Industrial food processes such as Ohmic Heating (OH) are gaining popularity due to their lower carbon emissions and improved energy efficiency. The effectiveness of OH largely depends on the electrical conductivity, physical properties, and rheological characteristics of the food product, with dynamic viscosity directly influencing the fluid flow, residence time, and heating rate in a Continuous Flow Ohmic Heating (CFOH) system. Therefore, accurate prediction of viscosity during CFOH processing is crucial for optimising heating efficiency and maintaining the desired output temperature, ultimately reducing energy consumption and operational costs. To address this challenge, this study introduces OhmNet - an advanced Neural Network (NN)-based predictive model designed to accurately estimate the dynamic viscosity of tikka sauce during OH, offering a robust solution for viscosity prediction in CFOH applications. The predictive model has been developed using real-time data obtained from heating experiments, where viscosity measurements were recorded using a rheometer at varying target temperatures.

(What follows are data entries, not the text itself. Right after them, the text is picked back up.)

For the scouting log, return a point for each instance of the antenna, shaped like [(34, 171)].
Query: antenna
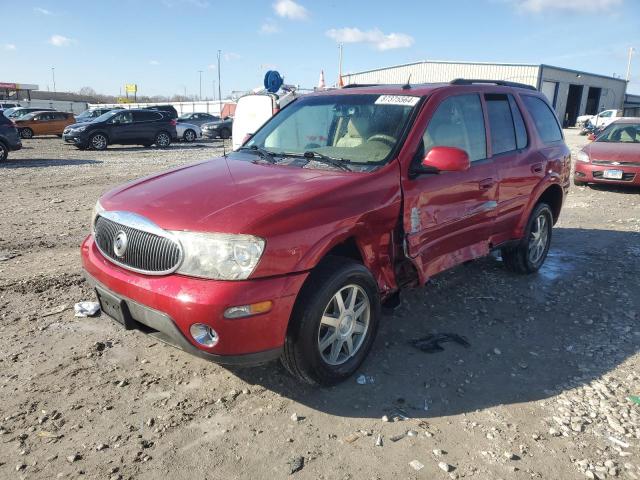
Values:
[(407, 86)]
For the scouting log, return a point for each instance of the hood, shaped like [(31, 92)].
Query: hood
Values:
[(613, 152), (228, 195)]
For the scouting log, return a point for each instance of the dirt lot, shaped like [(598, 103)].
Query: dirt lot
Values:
[(542, 391)]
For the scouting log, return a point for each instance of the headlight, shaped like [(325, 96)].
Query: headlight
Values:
[(582, 157), (219, 256), (97, 210)]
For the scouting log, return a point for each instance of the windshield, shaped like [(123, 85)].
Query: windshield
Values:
[(362, 129), (106, 116), (620, 133)]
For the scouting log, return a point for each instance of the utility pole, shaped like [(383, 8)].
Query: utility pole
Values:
[(631, 50), (219, 89)]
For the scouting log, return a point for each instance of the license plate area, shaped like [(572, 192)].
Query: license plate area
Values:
[(612, 174), (115, 307)]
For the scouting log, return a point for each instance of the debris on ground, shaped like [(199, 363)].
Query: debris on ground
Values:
[(86, 309), (431, 343)]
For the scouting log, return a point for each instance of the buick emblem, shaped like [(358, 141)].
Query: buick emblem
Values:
[(120, 243)]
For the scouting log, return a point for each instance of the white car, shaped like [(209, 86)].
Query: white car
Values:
[(188, 132)]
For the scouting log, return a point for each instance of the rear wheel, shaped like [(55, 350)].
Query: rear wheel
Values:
[(529, 255), (163, 140), (98, 141), (4, 152), (333, 324), (189, 136)]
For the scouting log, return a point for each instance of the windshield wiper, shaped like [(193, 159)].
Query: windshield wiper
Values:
[(264, 154), (321, 158)]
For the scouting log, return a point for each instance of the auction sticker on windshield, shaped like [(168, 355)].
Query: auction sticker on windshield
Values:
[(406, 100)]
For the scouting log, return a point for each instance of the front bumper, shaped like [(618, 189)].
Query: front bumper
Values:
[(592, 173), (170, 304)]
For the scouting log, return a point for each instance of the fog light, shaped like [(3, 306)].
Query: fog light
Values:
[(247, 310), (204, 334)]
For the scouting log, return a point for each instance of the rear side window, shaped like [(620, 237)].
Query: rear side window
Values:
[(458, 122), (543, 118), (146, 116), (503, 135)]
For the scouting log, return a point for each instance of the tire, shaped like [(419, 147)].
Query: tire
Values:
[(162, 140), (189, 136), (316, 321), (98, 141), (529, 255), (4, 152)]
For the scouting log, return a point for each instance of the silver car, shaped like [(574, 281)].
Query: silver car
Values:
[(188, 132)]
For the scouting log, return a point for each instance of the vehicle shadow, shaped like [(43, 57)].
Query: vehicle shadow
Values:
[(531, 336), (43, 162)]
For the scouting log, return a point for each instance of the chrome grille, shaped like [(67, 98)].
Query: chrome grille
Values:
[(146, 252)]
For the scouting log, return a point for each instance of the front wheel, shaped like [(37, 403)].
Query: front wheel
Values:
[(529, 255), (189, 136), (163, 140), (334, 323)]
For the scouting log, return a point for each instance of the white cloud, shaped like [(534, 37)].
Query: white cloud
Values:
[(375, 37), (60, 41), (537, 6), (290, 9), (269, 27), (231, 56)]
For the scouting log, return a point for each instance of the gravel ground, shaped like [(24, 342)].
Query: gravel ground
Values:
[(545, 389)]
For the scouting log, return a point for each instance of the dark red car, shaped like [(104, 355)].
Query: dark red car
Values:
[(614, 156), (288, 247)]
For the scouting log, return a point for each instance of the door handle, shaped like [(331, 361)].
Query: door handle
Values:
[(486, 184), (537, 168)]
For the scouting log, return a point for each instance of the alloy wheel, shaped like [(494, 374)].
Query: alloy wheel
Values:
[(344, 325), (539, 238)]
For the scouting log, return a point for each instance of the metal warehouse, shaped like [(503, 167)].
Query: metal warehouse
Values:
[(572, 93)]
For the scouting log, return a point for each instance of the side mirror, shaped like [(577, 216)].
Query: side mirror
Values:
[(444, 159)]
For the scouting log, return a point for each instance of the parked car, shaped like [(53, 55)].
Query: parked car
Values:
[(125, 127), (220, 129), (170, 109), (43, 123), (17, 112), (91, 114), (188, 132), (198, 118), (613, 157), (6, 105), (288, 247), (9, 138)]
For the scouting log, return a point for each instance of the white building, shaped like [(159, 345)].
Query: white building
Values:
[(571, 92)]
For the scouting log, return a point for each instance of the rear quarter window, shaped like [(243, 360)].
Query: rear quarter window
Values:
[(543, 118)]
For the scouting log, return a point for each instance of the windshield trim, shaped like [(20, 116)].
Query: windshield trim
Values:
[(394, 151)]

To achieve the optimal configuration of OhmNet, three different approaches were explored: separate network development for each target temperature, a transfer learning-based neural network, and a one-hot encoding-based unified neural network model. These approaches were systematically evaluated through a grid search for hyperparameter tuning to identify the most accurate and robust dynamic viscosity predictive model during Continuous Flow Ohmic Heating. The resulting OhmNet model demonstrates high performance and reliability, achieving a Mean Squared Error (MSE) of 0.002, a Mean Absolute Error (MAE) of 0.025, and a coefficient of determination (R²) equal to 0.99. This optimal configuration of OhmNet offers a powerful tool for enhancing process efficiency and control in industrial food processing applications. In the future, the model can be seamlessly integrated with advanced process controllers for precise temperature control and power consumption optimisation, driving sustainable and energy-efficient food processing applications.